Steve browned the meat over high heat in a cast iron pan while I made the braising liquid by combining:
- 1/2 cup beef broth
- 3 tablespoons hoisin sauce
- 1 tablespoon dark soy sauce
- 1 tablespoon low sodium soy sauce (or else just use 2 T of one type of soy sauce)
- 1 tablespoon sesame oil
- 1 tablespoon balsamic vinegar (I don't actually remember putting this in but I thought I followed the recipe mostly)
- 1 cup organic dried, pitted prunes
After browning, we cut each hunk of meat in half so that each piece was roughly the size of a deck of cards (that whole rule). We placed the meat and two roughly chopped onions in the crock pot and poured the braising liquid over the top. Then, we deglazed the pan using a half a cup of water and poured the glaze into the crock pot too. Finally (well, finally for a few hours), we turned the crock pot on high for four hours. Low for longer time would probably be better, but it was already two and our friends were coming at six!!

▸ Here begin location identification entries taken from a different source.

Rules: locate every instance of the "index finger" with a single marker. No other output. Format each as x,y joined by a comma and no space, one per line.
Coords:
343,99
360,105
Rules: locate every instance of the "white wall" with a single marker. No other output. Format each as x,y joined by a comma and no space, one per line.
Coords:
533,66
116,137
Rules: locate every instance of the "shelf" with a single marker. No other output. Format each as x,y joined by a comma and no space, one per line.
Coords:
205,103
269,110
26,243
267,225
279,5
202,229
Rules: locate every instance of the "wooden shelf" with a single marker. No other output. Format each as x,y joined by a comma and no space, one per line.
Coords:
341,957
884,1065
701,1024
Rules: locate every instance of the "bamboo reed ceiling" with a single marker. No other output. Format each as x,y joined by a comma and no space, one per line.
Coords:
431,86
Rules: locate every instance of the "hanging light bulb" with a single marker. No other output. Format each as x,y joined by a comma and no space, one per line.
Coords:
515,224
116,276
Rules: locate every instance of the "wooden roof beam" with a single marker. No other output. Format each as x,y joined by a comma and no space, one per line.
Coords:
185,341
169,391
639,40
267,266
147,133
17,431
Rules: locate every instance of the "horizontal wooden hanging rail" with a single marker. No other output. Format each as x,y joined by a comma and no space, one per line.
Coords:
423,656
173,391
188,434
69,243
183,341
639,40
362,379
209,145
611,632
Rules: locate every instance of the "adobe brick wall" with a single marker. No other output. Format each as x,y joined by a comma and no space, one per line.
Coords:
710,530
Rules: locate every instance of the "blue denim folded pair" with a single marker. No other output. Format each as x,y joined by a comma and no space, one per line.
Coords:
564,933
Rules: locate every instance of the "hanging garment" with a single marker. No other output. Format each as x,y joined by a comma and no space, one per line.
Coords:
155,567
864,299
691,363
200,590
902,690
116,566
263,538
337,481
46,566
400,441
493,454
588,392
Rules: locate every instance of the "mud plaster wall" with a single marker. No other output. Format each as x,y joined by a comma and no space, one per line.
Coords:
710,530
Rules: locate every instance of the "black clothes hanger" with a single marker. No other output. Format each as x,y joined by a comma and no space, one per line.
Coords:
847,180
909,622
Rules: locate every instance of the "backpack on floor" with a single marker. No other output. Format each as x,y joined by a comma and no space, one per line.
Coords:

We made some rice (duh) and also prepared some baby bok choy. We sauteed the bok choy, then lightly sauced it with a 1-to-1 ratio of rice wine and oyster sauce.
Here's a picture the next day, after all the bok choy was consumed and before we made the sauce.
We put the leftovers in a fridge for a night so that the fat could solidify. After skimming the fatty layer off the braising liquid, we pureed the onion and prunes and add two T of fig jam. This created a thicker, more flavorful sauce, and once that sauce was created, there were no more photo ops because we gobbled it all down too quickly.